El derecho a leer no existe: sería como que exista el derecho a cagar o el derecho a respirar o el derecho a realizar cualquier otra actividad humana intrínseca a nuestra propia condición de humanos. Si tiene que existir el derecho a leer, y si tenemos que insistir en que es necesaria su existencia, es porque vivimos en una época en que el capitalismo depredador no tiene ningún problema en violar y subvertir todas las actividades humanas para subordinarlas a su imperio, a su lógica mercantil contra toda lógica comunitaria esencial.
El boludo que, como yo, se pasa horas poniéndole esfuerzo a escanear un libro, lo que tiene es unas ganas locas de entablar un diálogo no sólo con el autor de ese libro, sino con los demás. Y alguien que te quiere cercenar ese diálogo en supuesta defensa de un “derecho” como el derecho de autor es alguien que simplemente no tiene ganas de hablarte, porque no te entiende, no entiende el mundo en el que están viviendo juntos, no entiende la necesidad que tienen uno del otro, no entiende la idea de lazo, no entiende la idea de comunidad, no entiende la idea de vivir y estar juntos. Le da vagancia ponerse a pensar en un mundo que sea distinto a este mundo en el que vivimos.
El problema de quienes defienden el derecho de autor no es que defiendan un instrumento de dominación del capitalismo o que yo crea que están equivocados o que defiendan una postura que choca todo el tiempo con la realidad más evidente. El problema es que son aburridos. Son aburridos porque quieren defender y preservar su propia posición de sujetos ahora, mientras están vivos, en vez de preocuparse por hacer algo realmente bueno, algo que realmente valga la pena ser rescatado de “la voraz lluvia y del impotente Aquilón”, como diría un poeta que escribió una obra más perenne que el bronce. Y porque no les interesa hablar con los demás.

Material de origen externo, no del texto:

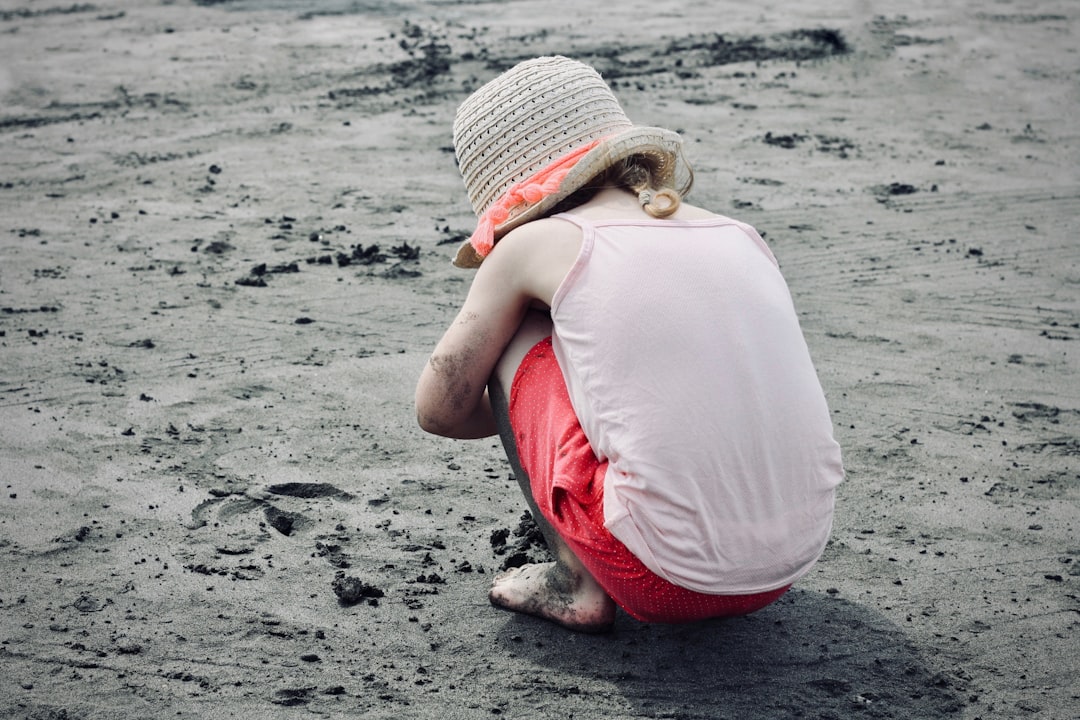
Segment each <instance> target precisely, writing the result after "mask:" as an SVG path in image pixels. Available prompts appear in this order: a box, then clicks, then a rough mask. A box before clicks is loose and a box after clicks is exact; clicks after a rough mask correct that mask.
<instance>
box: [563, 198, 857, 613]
mask: <svg viewBox="0 0 1080 720" xmlns="http://www.w3.org/2000/svg"><path fill="white" fill-rule="evenodd" d="M555 217H559V218H563V219H564V220H568V221H570V222H573V223H575V225H577V226H579V227H580V228H581V229H582V231H583V233H584V240H583V243H582V246H581V252H580V254H579V256H578V259H577V261H576V262H575V264H573V267H572V268H571V269H570V271H569V272H568V273H567V275H566V277H565V279H564V281H563V283H562V285H561V286H559V288H558V289H557V290H556V293H555V296H554V298H553V300H552V308H551V315H552V321H553V323H554V331H553V337H552V342H553V347H554V350H555V356H556V357H557V359H558V363H559V366H561V367H562V369H563V375H564V376H565V378H566V384H567V389H568V390H569V394H570V399H571V402H572V404H573V408H575V411H576V412H577V415H578V418H579V419H580V421H581V425H582V427H583V430H584V432H585V436H586V437H588V438H589V440H590V444H591V445H592V447H593V449H594V451H595V452H596V454H597V457H598V458H599V459H600V460H607V461H608V462H609V465H608V470H607V475H606V477H605V484H604V493H605V494H604V512H605V525H606V526H607V528H608V530H609V531H610V532H611V534H613V535H615V536H616V538H618V539H619V540H620V541H622V542H623V543H624V544H625V545H626V546H627V547H629V548H630V551H631V552H632V553H634V555H636V556H637V557H638V558H639V559H640V560H642V561H643V562H644V563H645V565H646V567H648V568H649V569H650V570H652V571H653V572H656V573H657V574H658V575H660V576H661V578H664V579H665V580H667V581H670V582H672V583H674V584H676V585H679V586H681V587H686V588H689V589H692V590H697V592H700V593H710V594H747V593H761V592H766V590H770V589H775V588H779V587H782V586H784V585H786V584H789V583H792V582H793V581H795V580H796V579H798V578H799V576H801V575H802V574H804V573H806V572H807V570H809V569H810V567H811V566H812V565H813V563H814V561H815V560H816V559H818V557H819V556H820V555H821V553H822V551H823V549H824V547H825V542H826V541H827V539H828V533H829V530H831V528H832V519H833V504H834V488H835V487H836V486H837V485H838V484H839V483H840V480H841V478H842V476H843V470H842V466H841V462H840V449H839V446H838V445H837V444H836V441H835V440H834V438H833V426H832V419H831V418H829V413H828V408H827V407H826V404H825V397H824V393H823V392H822V389H821V384H820V382H819V381H818V377H816V373H815V372H814V369H813V365H812V364H811V361H810V354H809V352H808V350H807V345H806V341H805V340H804V338H802V332H801V329H800V328H799V324H798V320H797V316H796V313H795V309H794V307H793V304H792V299H791V295H789V293H788V290H787V285H786V283H785V282H784V279H783V276H782V275H781V273H780V270H779V268H778V266H777V261H775V259H774V258H773V256H772V253H770V250H769V248H768V246H766V244H765V242H764V241H762V240H761V239H760V236H759V235H758V234H757V232H756V231H755V230H754V229H753V228H751V227H750V226H746V225H744V223H741V222H738V221H735V220H732V219H730V218H725V217H719V218H715V219H708V220H693V221H678V220H670V219H669V220H642V221H590V220H585V219H584V218H581V217H578V216H573V215H569V214H563V215H557V216H555Z"/></svg>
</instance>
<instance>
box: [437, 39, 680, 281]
mask: <svg viewBox="0 0 1080 720" xmlns="http://www.w3.org/2000/svg"><path fill="white" fill-rule="evenodd" d="M680 146H681V139H680V138H679V136H678V134H676V133H673V132H672V131H667V130H663V128H661V127H646V126H636V125H634V124H633V123H632V122H630V119H629V118H627V117H626V113H625V112H623V110H622V108H621V107H620V106H619V101H618V100H617V99H616V97H615V94H613V93H612V92H611V90H610V89H609V87H608V86H607V83H605V82H604V80H603V79H602V78H600V76H599V73H598V72H596V70H594V69H593V68H591V67H589V66H588V65H584V64H582V63H578V62H577V60H571V59H569V58H566V57H562V56H555V57H538V58H535V59H531V60H526V62H524V63H521V64H518V65H516V66H514V67H513V68H511V69H510V70H508V71H505V72H504V73H502V74H500V76H499V77H497V78H496V79H495V80H491V81H490V82H488V83H487V84H485V85H484V86H483V87H481V89H480V90H477V91H476V92H475V93H473V94H472V95H471V96H470V97H469V98H468V99H467V100H465V101H464V103H462V105H461V107H460V108H458V112H457V116H456V118H455V120H454V148H455V152H456V153H457V158H458V166H459V168H460V169H461V177H462V178H463V179H464V184H465V190H467V191H468V193H469V200H470V202H471V203H472V206H473V209H474V210H475V213H476V216H477V219H478V223H477V228H476V232H475V233H473V236H472V237H470V240H469V241H467V242H465V243H464V244H462V246H461V247H460V248H459V250H458V254H457V257H455V259H454V264H455V266H457V267H459V268H475V267H478V266H480V263H481V262H482V261H483V259H484V257H485V256H486V255H487V254H488V253H489V252H490V249H491V247H492V246H494V243H495V242H496V241H497V240H499V239H500V237H502V235H504V234H507V233H508V232H510V231H511V230H513V229H514V228H516V227H518V226H521V225H523V223H525V222H528V221H530V220H535V219H538V218H541V217H543V216H544V215H545V214H548V213H549V212H550V210H551V209H552V208H553V207H554V206H555V205H557V204H558V203H559V202H561V201H563V200H565V199H566V198H567V196H569V195H570V194H571V193H573V192H575V191H576V190H578V189H580V188H581V187H583V186H584V185H585V184H586V182H589V181H590V180H591V179H593V178H594V177H596V176H597V175H599V174H600V173H603V172H604V171H605V169H607V168H608V167H610V166H611V165H612V164H615V163H616V162H618V161H620V160H623V159H625V158H630V157H632V155H645V157H647V158H648V159H649V160H650V161H651V162H652V163H653V165H654V166H656V167H657V168H658V171H659V175H660V176H661V177H662V178H664V179H669V178H673V177H674V174H675V165H676V158H677V155H678V150H679V147H680Z"/></svg>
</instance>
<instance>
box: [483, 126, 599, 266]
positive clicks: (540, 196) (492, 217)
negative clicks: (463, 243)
mask: <svg viewBox="0 0 1080 720" xmlns="http://www.w3.org/2000/svg"><path fill="white" fill-rule="evenodd" d="M603 139H604V138H597V139H595V140H593V141H592V142H589V144H586V145H583V146H582V147H580V148H577V149H575V150H571V151H570V152H568V153H566V154H565V155H563V157H561V158H556V159H555V160H553V161H552V162H551V164H550V165H548V166H545V167H544V168H542V169H541V171H539V172H538V173H535V174H532V175H530V176H529V177H527V178H525V179H524V180H518V181H517V182H515V184H514V185H512V186H510V188H509V189H508V190H507V192H504V193H503V194H502V195H501V196H500V198H499V199H498V200H497V201H495V202H494V203H491V206H490V207H488V208H487V209H486V210H484V214H483V215H481V216H480V220H478V222H477V223H476V230H474V231H473V234H472V236H471V237H470V239H469V243H470V244H471V245H472V246H473V249H474V250H476V255H478V256H481V257H482V258H484V257H487V254H488V253H490V252H491V248H492V247H495V229H496V228H497V227H499V226H500V225H502V223H503V222H505V221H507V220H508V219H509V218H510V210H512V209H514V208H515V207H517V206H518V205H521V204H523V203H526V204H528V205H536V204H537V203H539V202H540V201H541V200H543V199H544V198H546V196H548V195H550V194H552V193H553V192H555V191H556V190H558V188H559V186H561V185H562V184H563V179H564V178H566V176H567V175H568V174H569V172H570V171H571V169H572V168H573V166H575V165H576V164H578V161H579V160H581V158H582V157H583V155H584V154H585V153H586V152H589V151H590V150H592V149H593V148H595V147H596V146H597V145H599V144H600V141H602V140H603Z"/></svg>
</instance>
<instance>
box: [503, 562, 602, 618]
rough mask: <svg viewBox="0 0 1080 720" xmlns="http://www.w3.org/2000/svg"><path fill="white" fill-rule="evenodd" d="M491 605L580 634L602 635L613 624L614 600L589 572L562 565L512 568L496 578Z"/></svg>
mask: <svg viewBox="0 0 1080 720" xmlns="http://www.w3.org/2000/svg"><path fill="white" fill-rule="evenodd" d="M488 598H489V599H490V600H491V604H494V606H496V607H498V608H503V609H505V610H513V611H515V612H524V613H526V614H529V615H536V616H538V617H543V619H544V620H550V621H552V622H554V623H558V624H559V625H562V626H563V627H567V628H569V629H571V630H577V631H579V633H605V631H607V630H610V629H611V625H612V624H615V601H613V600H612V599H611V598H610V597H608V595H607V593H605V592H604V588H603V587H600V586H599V585H598V584H597V583H596V581H595V580H594V579H593V578H592V576H591V575H590V574H589V573H588V572H581V573H575V572H571V571H570V570H569V569H568V568H566V567H565V566H563V565H562V563H556V562H542V563H537V565H524V566H522V567H519V568H512V569H510V570H508V571H507V572H504V573H502V574H500V575H498V576H496V579H495V582H494V583H492V584H491V590H490V592H489V593H488Z"/></svg>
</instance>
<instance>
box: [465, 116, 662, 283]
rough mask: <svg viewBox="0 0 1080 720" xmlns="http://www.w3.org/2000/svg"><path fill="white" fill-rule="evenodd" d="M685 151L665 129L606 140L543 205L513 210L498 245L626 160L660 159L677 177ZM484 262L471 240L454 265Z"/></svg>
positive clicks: (559, 184) (471, 265) (587, 154)
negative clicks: (680, 149)
mask: <svg viewBox="0 0 1080 720" xmlns="http://www.w3.org/2000/svg"><path fill="white" fill-rule="evenodd" d="M681 147H683V138H681V137H679V135H678V133H674V132H672V131H670V130H664V128H663V127H648V126H635V127H631V128H629V130H625V131H623V132H621V133H617V134H616V135H612V136H611V137H608V138H606V139H604V140H602V141H600V142H599V144H598V145H597V146H596V147H595V148H593V149H592V150H590V151H589V152H586V153H585V154H584V155H583V157H582V158H581V160H579V161H578V162H577V164H575V165H573V167H572V168H570V172H569V173H567V175H566V177H565V178H563V181H562V184H559V186H558V190H556V191H555V192H553V193H551V194H550V195H546V196H545V198H543V199H542V200H540V202H537V203H534V204H532V205H524V206H521V208H519V209H517V210H516V212H514V210H512V212H511V214H510V217H509V218H507V219H505V220H504V221H503V222H502V223H500V225H498V226H496V228H495V240H496V242H498V241H499V239H500V237H502V236H503V235H505V234H507V233H508V232H510V231H511V230H513V229H514V228H516V227H518V226H522V225H525V223H526V222H529V221H531V220H537V219H539V218H542V217H543V216H544V215H546V214H548V213H550V212H551V209H552V208H554V207H555V206H556V205H557V204H558V203H561V202H563V201H564V200H566V199H567V198H569V196H570V195H571V194H573V193H575V192H576V191H578V190H580V189H581V188H582V187H584V185H585V184H586V182H589V181H590V180H592V179H593V178H594V177H596V176H597V175H599V174H600V173H603V172H604V171H606V169H607V168H608V167H611V166H612V165H613V164H616V163H617V162H620V161H622V160H625V159H626V158H631V157H634V155H647V157H652V158H656V159H657V160H658V161H659V162H660V163H661V164H663V165H665V166H670V167H671V172H672V175H673V176H674V173H675V166H676V162H677V159H678V152H679V149H680V148H681ZM483 261H484V258H483V257H481V255H480V254H478V253H477V252H476V249H475V248H474V247H473V246H472V244H471V243H470V242H469V241H468V240H467V241H465V242H464V243H462V244H461V247H459V248H458V252H457V255H456V256H455V257H454V260H453V263H454V267H456V268H463V269H472V268H478V267H480V266H481V263H482V262H483Z"/></svg>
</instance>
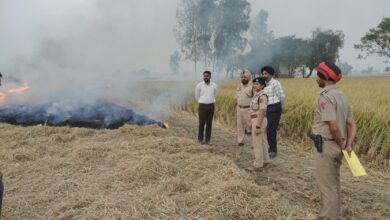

La UNESCO no nos va a invitar a reflexionar sobre una actividad que amamos hacer, como leer, sobre una actividad que necesitamos imperiosamente compartir con otros porque sólo en el intercambio cobra sentido. Sólo rompiendo el encanto del fetiche podemos entender que lo importante es que hay alguien que está leyendo. Hoy, ahora. Y que no importa si compró el libro, si se fue a una biblioteca pública, si se lo prestaron o si lo bajó de Internet. Porque lo importante es que lo está haciendo. Hay alguien que está haciendo que esa fuerza viva inscripta hace miles de años en un pedazo de soporte tan efímero como la vida misma, tan poco relevante como la puerta de un baño, vuelva a tener su sentido cada vez que unos ojos, otra vez, vuelven a volverlo a la vida, a entablar un diálogo, a invitarlo a conversar. Si el soporte es un pedazo de arcilla o una combinación extraña de electricidad y bytes, es lo de menos.
Mientras pongo el punto final a estas palabras me llega un correo del Fondo de Cultura Económica. Dice “Campaña de Liberación de Libros de FCE”. Me ilusiono vanamente: avisan que van a dejar libros de FCE en las plazas, en los bares y en las estaciones de subte. Está bien, es parte de su lógica. Es cool y es canchero. Lo que ellos quieren vendernos son libros y autores, no fuerzas vivas que nos hablan a través del tiempo. Esas las tenemos que ir a buscar nosotros.